Letter to my great-grandmother Shimke

Dear great-grandmother,

Last week, our family met per Zoom. Twenty of us – spread all throughout the USA and in Germany.

All of us with successful and productive lives.

All thanks to you.

Thanks to your incredible ability to work and care for your family.

You bore and raised 11 children in your/our shtetl of Slutsk in what was then Russia.

While raising this huge family, you also earned the money. You were a successful businesswoman who had an interest in a mill and in a hotel.

While your husband – my great-grandfather Moses Reuben – did what every Jewish scholar should do – study the Torah in the shul.

And you did all this in an era of terror and uncertainty – while pogroms raged and Jews lived and died in fear of the Cossacks and other persecutors.

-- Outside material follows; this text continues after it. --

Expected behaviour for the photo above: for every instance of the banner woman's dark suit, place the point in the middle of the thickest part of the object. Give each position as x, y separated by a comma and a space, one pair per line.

Thank you for your courage – for not giving in to despair and depression.

And let me say “thank you” for your foresight. You had the prescience to successively send most of your children and then yourself to the United States.

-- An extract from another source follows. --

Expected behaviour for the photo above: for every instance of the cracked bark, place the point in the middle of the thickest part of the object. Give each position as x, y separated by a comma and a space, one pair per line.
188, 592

Thanks to your foresight, neither you nor your children nor their offspring were killed in the Holocaust, unlike the some 70 members of our family who did not leave Slutsk in time. They were murdered by the Nazis and their Lithuanian accomplices on October 27, 1941.

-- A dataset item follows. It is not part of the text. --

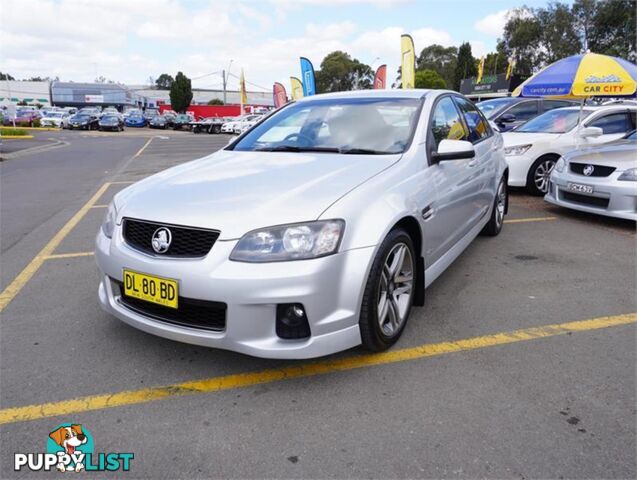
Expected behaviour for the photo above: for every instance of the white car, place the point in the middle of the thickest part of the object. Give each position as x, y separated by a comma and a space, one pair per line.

Thanks to your hard work, your caring, your wise counsels and your foresight, your children made huge successes of their lives upon arrival in the United States.

And stayed a close and caring family while doing such. Each member received assistance whenever needed, no one was ever treated in a way but fair and trusting.

This closeness and caring awaited me when I was born. Your family – that of my mother – made my – otherwise difficult – childhood a time of huge, joyous, loud gatherings and security – the assurance of being loved and cared for.

Sadly, none of the 20 family members meeting last week ever had the opportunity to meet you. You died before each of us was born.

But you – your unflagging belief in family and fair and ethical lives – lives on in each of us.